I turned. Malcolm was standing behind me. I blushed as he pointed to a leather mask. “Flies crawled over their faces. Officers stood up the front of the chapel making sure the convicts’ lips moved only in prayer.”
I bent to look again, flattered by this attention. Now people had started throwing coins into the mock cell. The whole of the floor was covered with twenty-cent pieces. “Do you think they were thrown in out of sympathy?” I asked. “Or to make a wish?” There was something awful about the silver lying there, shining its promise before a mannequin, which stood in for someone
who had been mute.
Malcolm cleared his throat. “It’s money standing in for shit.”
I looked at him surprised, but thought of one of the children’s running conversations.
Lucien: My dad believes, and I think it’s a very sensible idea, that not God, but a being that is bigger than God, created us for his amusement. Umm, that guy might invite one of his friends around just for a brief play with us, and one of their days could be like several million years for us.
Eliza: The world began when God made a big bang!

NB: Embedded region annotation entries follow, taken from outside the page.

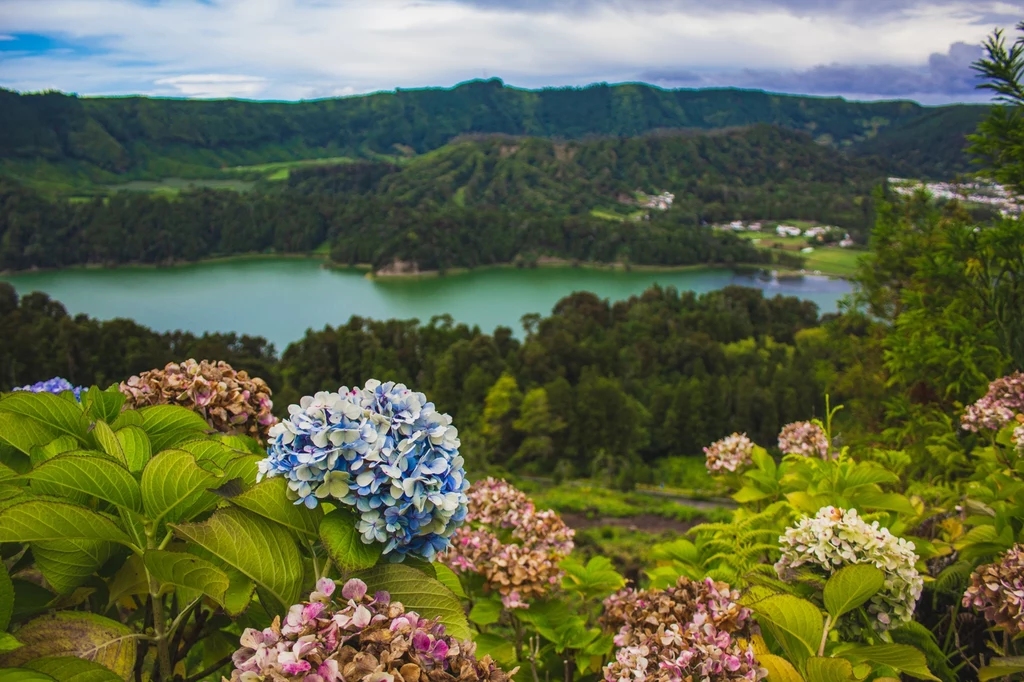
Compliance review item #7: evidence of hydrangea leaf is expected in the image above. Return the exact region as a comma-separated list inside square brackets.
[839, 644, 939, 680]
[24, 456, 142, 511]
[82, 386, 126, 423]
[806, 656, 857, 682]
[356, 563, 472, 639]
[111, 410, 145, 431]
[473, 633, 515, 668]
[758, 653, 804, 682]
[469, 599, 502, 626]
[114, 426, 153, 473]
[231, 478, 321, 536]
[106, 554, 150, 606]
[30, 436, 83, 467]
[0, 563, 14, 632]
[750, 594, 824, 664]
[0, 611, 137, 680]
[823, 563, 886, 619]
[143, 550, 228, 603]
[0, 500, 131, 546]
[319, 509, 382, 578]
[0, 411, 60, 456]
[138, 404, 210, 453]
[0, 632, 24, 653]
[167, 508, 302, 604]
[32, 540, 115, 594]
[10, 578, 54, 623]
[25, 656, 121, 682]
[0, 391, 86, 444]
[430, 559, 467, 599]
[142, 450, 222, 523]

Lucien: How could a bang do anything? I think of a giant holding an ant farm and he’s looking down; any second that giant could go, “Ah no, that’s a big no-no.” Pqueew! “Bye-bye!” And then it’s suddenly like your back’s broken in two by some unknown force.
Eliza: We can believe what we want!
Lucien: A bang would do nothing!
Billy: Wait! I think they should see how many countries believe in God and have an election.
We broke for lunch and I ushered the kids outside. Veronica strolled next to her son, but neither of them spoke. For Lucien there was clearly a mix of pleasure and humiliation in having his beautiful mother present. He was proud of her, but it was embarrassing the other children should see her trying to feed him—the class gothic—a salmon and avocado sandwich. It was also embarrassing that she should witness his lack of popularity. I had begun to suspect the class mailbox had evolved into nothing more than a mechanism for spreading malice toward him. The little girls opened up notes and dissolved into mean giggles; the same giggles as when he walked through the door each morning. They all had crushes on him. He was Byronic; at nine years, with his curled lip and knowledge of Hell, he appreciated the tropes of the greatest romantics, and even I wanted to meet up with him again, when he was twenty-one, to talk about the cosmos.